I got myself to the bank, pronto.  After some searching, the customer service agent apologized.  The mystery had a simple explanation - disturbingly simple, actually. 

One Friday evening, at a bank branch elsewhere in the county, a man with a name very similar to my husband’s went through the drive-through to make a withdrawal from his own, legitimate account.  I won’t tell you what that man’s name is, because it is not his fault that the teller had earwax plugging his ears, misinterpreted what he said, and stupidly did not check ID while doling out half a dozen Ben Franklins and debiting our account.

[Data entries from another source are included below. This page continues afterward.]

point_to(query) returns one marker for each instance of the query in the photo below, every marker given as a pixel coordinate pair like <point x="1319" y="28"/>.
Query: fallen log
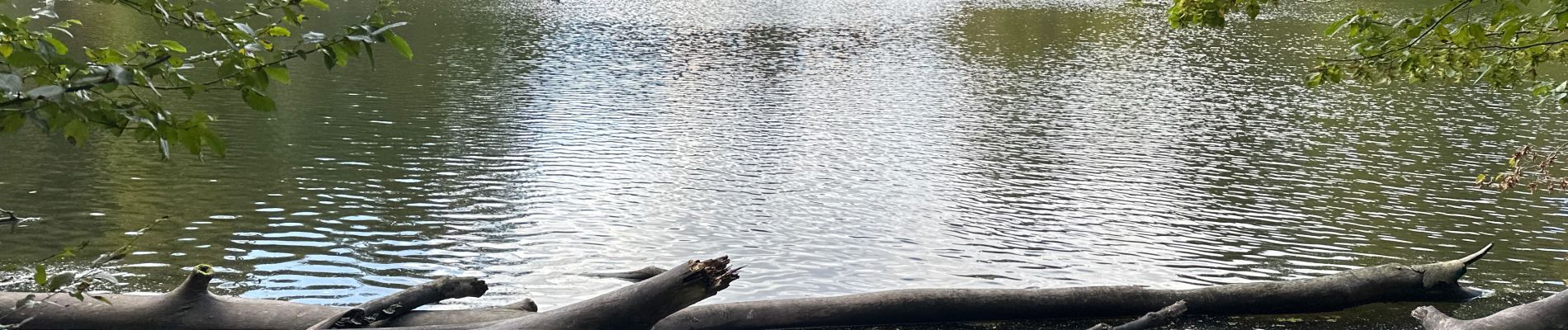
<point x="639" y="305"/>
<point x="1433" y="282"/>
<point x="1153" y="319"/>
<point x="1550" y="314"/>
<point x="190" y="307"/>
<point x="662" y="302"/>
<point x="632" y="276"/>
<point x="404" y="302"/>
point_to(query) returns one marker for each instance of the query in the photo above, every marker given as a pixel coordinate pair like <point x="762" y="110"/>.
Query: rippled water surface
<point x="831" y="146"/>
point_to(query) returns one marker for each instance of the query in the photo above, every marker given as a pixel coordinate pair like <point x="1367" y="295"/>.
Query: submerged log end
<point x="1153" y="319"/>
<point x="1449" y="272"/>
<point x="632" y="276"/>
<point x="1432" y="318"/>
<point x="196" y="282"/>
<point x="716" y="272"/>
<point x="521" y="305"/>
<point x="461" y="286"/>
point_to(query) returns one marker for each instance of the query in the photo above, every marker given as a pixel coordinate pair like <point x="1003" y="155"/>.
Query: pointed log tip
<point x="1477" y="255"/>
<point x="716" y="272"/>
<point x="198" y="282"/>
<point x="522" y="305"/>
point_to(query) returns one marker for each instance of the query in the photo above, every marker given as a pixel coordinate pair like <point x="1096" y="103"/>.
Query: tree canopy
<point x="71" y="91"/>
<point x="1504" y="45"/>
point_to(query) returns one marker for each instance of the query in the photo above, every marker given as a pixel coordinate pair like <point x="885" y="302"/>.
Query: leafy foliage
<point x="76" y="284"/>
<point x="1495" y="43"/>
<point x="120" y="88"/>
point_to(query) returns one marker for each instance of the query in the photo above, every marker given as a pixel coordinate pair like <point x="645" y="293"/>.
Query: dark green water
<point x="831" y="146"/>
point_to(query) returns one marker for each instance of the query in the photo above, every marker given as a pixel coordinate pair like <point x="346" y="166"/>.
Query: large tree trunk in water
<point x="662" y="302"/>
<point x="1550" y="314"/>
<point x="404" y="302"/>
<point x="191" y="307"/>
<point x="1435" y="282"/>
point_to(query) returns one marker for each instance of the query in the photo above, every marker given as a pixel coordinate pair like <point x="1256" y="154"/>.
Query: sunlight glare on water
<point x="831" y="146"/>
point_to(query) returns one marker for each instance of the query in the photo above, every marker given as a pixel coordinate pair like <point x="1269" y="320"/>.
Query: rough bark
<point x="1435" y="282"/>
<point x="404" y="302"/>
<point x="1153" y="319"/>
<point x="639" y="305"/>
<point x="191" y="307"/>
<point x="632" y="276"/>
<point x="1550" y="314"/>
<point x="664" y="302"/>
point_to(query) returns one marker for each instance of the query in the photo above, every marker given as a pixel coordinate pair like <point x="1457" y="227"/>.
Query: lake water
<point x="830" y="146"/>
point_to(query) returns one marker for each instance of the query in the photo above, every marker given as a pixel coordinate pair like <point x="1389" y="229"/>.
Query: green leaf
<point x="13" y="120"/>
<point x="259" y="101"/>
<point x="402" y="45"/>
<point x="276" y="73"/>
<point x="60" y="47"/>
<point x="172" y="45"/>
<point x="278" y="31"/>
<point x="317" y="3"/>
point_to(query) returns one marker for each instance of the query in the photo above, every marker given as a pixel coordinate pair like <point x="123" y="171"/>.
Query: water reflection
<point x="831" y="146"/>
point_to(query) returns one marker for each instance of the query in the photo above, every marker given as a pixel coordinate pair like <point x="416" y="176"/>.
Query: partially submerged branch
<point x="1437" y="282"/>
<point x="1153" y="319"/>
<point x="405" y="300"/>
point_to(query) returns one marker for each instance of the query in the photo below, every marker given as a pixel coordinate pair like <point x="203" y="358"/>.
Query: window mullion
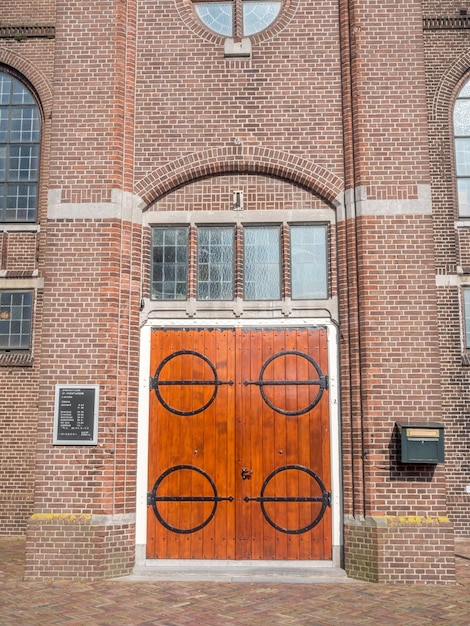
<point x="192" y="262"/>
<point x="238" y="20"/>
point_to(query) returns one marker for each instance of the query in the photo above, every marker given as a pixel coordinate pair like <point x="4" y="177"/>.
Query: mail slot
<point x="421" y="442"/>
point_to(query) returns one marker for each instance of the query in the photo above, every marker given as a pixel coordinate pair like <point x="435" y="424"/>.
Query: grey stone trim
<point x="123" y="206"/>
<point x="356" y="204"/>
<point x="21" y="283"/>
<point x="121" y="519"/>
<point x="27" y="32"/>
<point x="155" y="217"/>
<point x="446" y="23"/>
<point x="19" y="228"/>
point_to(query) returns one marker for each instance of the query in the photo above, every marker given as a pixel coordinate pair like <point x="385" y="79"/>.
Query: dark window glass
<point x="237" y="18"/>
<point x="466" y="302"/>
<point x="19" y="151"/>
<point x="15" y="320"/>
<point x="262" y="263"/>
<point x="215" y="258"/>
<point x="169" y="263"/>
<point x="309" y="274"/>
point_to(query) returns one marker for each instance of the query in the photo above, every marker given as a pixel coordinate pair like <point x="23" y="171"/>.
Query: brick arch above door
<point x="242" y="160"/>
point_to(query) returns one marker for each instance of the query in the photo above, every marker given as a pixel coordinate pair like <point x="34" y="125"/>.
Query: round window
<point x="237" y="18"/>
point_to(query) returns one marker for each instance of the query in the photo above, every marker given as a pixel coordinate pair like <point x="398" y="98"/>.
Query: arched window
<point x="20" y="129"/>
<point x="462" y="148"/>
<point x="237" y="18"/>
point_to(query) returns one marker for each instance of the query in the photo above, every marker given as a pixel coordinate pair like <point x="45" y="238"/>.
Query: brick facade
<point x="342" y="114"/>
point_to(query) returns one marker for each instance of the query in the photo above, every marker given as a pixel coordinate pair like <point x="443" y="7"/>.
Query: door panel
<point x="239" y="454"/>
<point x="192" y="442"/>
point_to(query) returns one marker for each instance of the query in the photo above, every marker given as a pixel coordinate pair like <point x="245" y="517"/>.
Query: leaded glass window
<point x="169" y="263"/>
<point x="20" y="129"/>
<point x="215" y="259"/>
<point x="466" y="309"/>
<point x="237" y="18"/>
<point x="309" y="276"/>
<point x="262" y="263"/>
<point x="15" y="320"/>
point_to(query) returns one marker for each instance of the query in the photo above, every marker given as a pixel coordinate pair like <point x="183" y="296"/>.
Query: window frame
<point x="237" y="32"/>
<point x="466" y="316"/>
<point x="8" y="348"/>
<point x="32" y="180"/>
<point x="238" y="284"/>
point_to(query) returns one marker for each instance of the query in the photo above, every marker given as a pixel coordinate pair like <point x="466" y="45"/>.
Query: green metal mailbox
<point x="421" y="442"/>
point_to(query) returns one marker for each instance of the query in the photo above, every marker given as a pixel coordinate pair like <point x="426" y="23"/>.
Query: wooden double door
<point x="239" y="444"/>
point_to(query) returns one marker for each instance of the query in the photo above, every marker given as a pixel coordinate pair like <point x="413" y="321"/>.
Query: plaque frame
<point x="75" y="422"/>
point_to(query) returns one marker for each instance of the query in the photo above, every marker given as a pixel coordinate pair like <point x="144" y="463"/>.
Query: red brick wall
<point x="447" y="67"/>
<point x="22" y="257"/>
<point x="328" y="97"/>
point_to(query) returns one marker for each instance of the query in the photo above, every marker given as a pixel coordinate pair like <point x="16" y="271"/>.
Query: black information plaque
<point x="76" y="415"/>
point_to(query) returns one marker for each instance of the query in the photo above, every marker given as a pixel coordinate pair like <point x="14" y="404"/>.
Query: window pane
<point x="217" y="16"/>
<point x="262" y="263"/>
<point x="259" y="15"/>
<point x="466" y="294"/>
<point x="463" y="192"/>
<point x="309" y="274"/>
<point x="169" y="263"/>
<point x="15" y="320"/>
<point x="462" y="118"/>
<point x="462" y="156"/>
<point x="19" y="151"/>
<point x="215" y="249"/>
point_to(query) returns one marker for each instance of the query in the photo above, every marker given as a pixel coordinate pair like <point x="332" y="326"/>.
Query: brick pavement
<point x="125" y="603"/>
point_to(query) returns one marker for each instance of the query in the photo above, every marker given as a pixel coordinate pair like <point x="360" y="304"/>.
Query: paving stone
<point x="130" y="602"/>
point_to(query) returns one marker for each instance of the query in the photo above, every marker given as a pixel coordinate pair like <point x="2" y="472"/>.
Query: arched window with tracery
<point x="20" y="133"/>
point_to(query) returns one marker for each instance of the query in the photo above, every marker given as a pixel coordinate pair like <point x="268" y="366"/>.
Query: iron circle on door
<point x="325" y="499"/>
<point x="156" y="383"/>
<point x="321" y="382"/>
<point x="154" y="498"/>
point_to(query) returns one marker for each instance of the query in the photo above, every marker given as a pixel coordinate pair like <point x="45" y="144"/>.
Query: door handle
<point x="246" y="473"/>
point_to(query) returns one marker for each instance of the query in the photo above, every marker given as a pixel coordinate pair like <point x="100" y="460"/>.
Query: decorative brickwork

The solution took all of five minutes.  The bank went into Similar-Sounding Man’s account, dipped its hands in and pulled out the $ 600 he had long ago spent and plopped it back into our account.  It’s weird, but I couldn’t help but feel a little bad for SSM, and hoped he had had that buffer built in.  Perhaps he takes better care of his finances than I do.  At the bank, the numbers seem so abstract.  It doesn’t even feel like money then.  In the store is when those numbers have meaning and become real. 

The solution was quick and painless.  I was somewhat annoyed with this faceless teller (the bank had data to know who it was) and with all the stupid scenarios that had played out in my mind.  Mostly, though, I was relieved by the simplicity of the explanation. 

I could be happy again.  I’m not so sure if the same could be said of Similar-Sounding Man or for that teller.